A heart specialist, Dr. Oates, advised Sebastian to go to Blauberg, in Alsace, for a cure. Clare tried to go with him, but he refused. After Blauberg, he stopped in Paris in 1929 to see his brother, V., looking worn and ill. He looked the same to Sheldon when he got to London. Clare became like a ghost because Sebastian stopped speaking to her and ignored her. Clare found out that he was getting letters in Russian from a woman he met in Blauberg.
Sebastian soon left for six months in Europe without being in touch with anyone. Claire moved, and five years later, married. Sebastian began his book Lost Property at that time about things and people he had lost on the way.
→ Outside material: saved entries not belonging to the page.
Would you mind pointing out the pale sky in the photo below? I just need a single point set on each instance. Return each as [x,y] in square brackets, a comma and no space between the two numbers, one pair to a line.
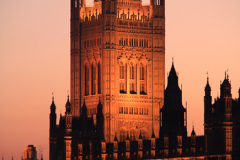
[202,36]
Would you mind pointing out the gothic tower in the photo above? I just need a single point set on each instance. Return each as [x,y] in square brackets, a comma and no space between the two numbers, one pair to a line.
[174,128]
[118,55]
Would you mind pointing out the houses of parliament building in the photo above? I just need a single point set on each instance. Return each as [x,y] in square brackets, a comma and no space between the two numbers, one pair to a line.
[119,107]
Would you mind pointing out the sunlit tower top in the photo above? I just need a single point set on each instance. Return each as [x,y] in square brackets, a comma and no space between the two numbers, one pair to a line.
[118,54]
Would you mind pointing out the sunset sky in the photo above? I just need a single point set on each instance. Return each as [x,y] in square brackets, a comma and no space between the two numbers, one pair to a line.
[202,36]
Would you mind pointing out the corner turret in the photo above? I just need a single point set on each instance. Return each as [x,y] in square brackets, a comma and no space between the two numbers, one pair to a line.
[225,87]
[207,102]
[52,118]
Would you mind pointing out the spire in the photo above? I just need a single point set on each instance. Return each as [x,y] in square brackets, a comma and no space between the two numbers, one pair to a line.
[153,135]
[207,87]
[68,102]
[84,108]
[115,138]
[225,87]
[53,106]
[140,135]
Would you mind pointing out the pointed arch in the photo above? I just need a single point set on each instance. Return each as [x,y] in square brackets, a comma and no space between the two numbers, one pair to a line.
[86,79]
[99,78]
[123,77]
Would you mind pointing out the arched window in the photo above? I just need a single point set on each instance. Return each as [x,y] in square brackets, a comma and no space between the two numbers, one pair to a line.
[86,80]
[143,79]
[122,77]
[143,134]
[93,83]
[122,135]
[99,78]
[133,78]
[132,135]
There is a good by letter in the book that explains to someone (Clare?) that they had been happy, but now it is all dead. Now he has another woman who makes him unhappy. He does not understand “this fatality which clings to love” (Chpt. 12, p. 113).
In 1930, Sebastian had a heart attack and returned to London. He missed Clare's help with his work and employed Mr. Goodman. V. then quotes Goodman's insulting passages from his biography of Sebastian, claiming Sebastian's worst sin was that he was aloof from the world. Goodman chiefly seems vexed, however, that Sebastian did not listen to his advice on how to write. V. finds out that Sebastian had fired Goodman for changing his words.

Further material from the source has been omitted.